Grilling fish or meat with vegetables on a skewer is easy, and it’s healthier if you marinate it for 10-15 minutes in an acidic solution in advance. The colors are wonderful served with a mixed green salad.
Prep Time: 15 minutes
Marinating Time: 15 minutes
Grilling Time: 10 minutes
3 tablespoons avocado oil
2 tablespoons lemon juice
1 teaspoon ground paprika
1 teaspoon dried thyme
½ teaspoon sea salt
¼ teaspoon ground black pepper
1/8 teaspoon ground cayenne pepper (optional)
4 medium garlic cloves, minced
1 ½ pounds large shrimp, peeled and deveined
1 large red bell pepper, cut into 1-inch pieces
1 large yellow or orange bell pepper, cut into 1-inch pieces
8 ounces baby Portabella mushrooms (any small button mushroom will do)

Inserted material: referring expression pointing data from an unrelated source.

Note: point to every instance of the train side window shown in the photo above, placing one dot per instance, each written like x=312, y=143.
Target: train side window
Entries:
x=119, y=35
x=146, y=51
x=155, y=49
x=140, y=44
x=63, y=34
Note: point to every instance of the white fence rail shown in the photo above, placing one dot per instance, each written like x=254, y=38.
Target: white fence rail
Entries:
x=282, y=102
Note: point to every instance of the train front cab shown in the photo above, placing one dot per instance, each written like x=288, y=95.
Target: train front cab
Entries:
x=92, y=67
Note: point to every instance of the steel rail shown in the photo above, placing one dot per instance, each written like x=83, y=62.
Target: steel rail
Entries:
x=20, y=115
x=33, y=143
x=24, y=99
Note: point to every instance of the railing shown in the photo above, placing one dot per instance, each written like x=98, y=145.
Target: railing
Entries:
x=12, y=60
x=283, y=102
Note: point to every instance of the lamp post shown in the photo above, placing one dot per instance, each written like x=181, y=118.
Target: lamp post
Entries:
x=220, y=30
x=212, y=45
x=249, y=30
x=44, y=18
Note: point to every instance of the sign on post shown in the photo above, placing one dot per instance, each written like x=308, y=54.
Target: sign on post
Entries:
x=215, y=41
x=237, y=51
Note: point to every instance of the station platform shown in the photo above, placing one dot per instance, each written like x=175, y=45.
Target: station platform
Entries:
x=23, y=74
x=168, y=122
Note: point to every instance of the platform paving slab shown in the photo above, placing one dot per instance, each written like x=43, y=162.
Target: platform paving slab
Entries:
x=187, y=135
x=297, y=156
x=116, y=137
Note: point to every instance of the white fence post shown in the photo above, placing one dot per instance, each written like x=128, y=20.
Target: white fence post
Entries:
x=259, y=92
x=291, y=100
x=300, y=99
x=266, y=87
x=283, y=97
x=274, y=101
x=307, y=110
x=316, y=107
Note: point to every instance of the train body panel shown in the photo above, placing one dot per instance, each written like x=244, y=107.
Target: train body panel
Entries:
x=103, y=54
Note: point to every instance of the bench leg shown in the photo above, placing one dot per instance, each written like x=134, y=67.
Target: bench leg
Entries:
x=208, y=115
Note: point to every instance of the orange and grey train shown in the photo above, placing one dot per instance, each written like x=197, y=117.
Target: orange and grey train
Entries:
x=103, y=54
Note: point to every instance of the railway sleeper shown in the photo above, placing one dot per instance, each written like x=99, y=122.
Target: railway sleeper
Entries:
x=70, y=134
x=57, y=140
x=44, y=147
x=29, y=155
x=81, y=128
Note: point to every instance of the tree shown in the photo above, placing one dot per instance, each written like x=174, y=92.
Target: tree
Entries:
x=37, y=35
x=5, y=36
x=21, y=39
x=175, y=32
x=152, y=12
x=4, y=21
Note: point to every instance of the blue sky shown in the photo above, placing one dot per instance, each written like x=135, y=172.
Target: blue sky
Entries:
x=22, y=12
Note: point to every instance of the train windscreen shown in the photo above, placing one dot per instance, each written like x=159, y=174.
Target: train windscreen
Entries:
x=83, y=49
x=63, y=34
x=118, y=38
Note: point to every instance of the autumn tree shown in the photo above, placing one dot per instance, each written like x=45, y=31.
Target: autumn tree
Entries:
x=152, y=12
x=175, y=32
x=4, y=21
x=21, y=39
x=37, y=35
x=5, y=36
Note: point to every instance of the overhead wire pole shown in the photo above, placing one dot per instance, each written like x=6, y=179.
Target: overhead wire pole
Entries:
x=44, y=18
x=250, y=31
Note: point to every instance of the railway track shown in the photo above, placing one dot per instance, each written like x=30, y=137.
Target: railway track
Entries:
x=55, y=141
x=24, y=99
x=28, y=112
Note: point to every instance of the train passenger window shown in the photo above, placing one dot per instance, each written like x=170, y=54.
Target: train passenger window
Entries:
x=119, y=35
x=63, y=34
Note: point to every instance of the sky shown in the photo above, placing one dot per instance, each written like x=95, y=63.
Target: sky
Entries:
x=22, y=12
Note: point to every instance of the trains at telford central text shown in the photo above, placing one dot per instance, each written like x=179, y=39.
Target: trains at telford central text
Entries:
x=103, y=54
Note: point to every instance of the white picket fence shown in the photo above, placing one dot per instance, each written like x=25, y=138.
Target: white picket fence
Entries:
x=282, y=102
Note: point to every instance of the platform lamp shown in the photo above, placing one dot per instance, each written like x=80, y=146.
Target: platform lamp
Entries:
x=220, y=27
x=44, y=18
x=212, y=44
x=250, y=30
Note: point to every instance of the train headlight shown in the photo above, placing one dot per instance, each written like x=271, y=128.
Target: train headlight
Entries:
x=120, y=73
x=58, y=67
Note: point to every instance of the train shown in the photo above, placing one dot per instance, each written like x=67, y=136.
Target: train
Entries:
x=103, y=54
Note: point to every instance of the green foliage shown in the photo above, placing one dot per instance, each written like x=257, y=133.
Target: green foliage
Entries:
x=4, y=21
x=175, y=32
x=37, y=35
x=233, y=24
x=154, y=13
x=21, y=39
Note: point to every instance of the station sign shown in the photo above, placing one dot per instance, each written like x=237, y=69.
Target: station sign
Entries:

1 medium red onion, skin removed, cut into quarters and separated into thin layers
18 cherry tomatoes
Set the grill at 450° F, or turn on the broiler. Use 6 metal or wood skewers; if wood skewers, soak them in water while ingredients are marinating.
Combine marinade ingredients in a bowl with shrimp, peppers, mushrooms, and red onion. Stir occasionally. Grease the skewers with avocado oil using a paper towel, then skewer red and yellow pepper, onion, mushrooms, alternating with 3 tomatoes and 1/6 of the shrimp per skewer.
Grill or broil for about 10 minutes, until shrimp is pink and cooked, but not dry, turning every 3-4 minutes. Meanwhile, toss a mixed green salad with your favorite dressing, and serve kebobs over the salad on plates.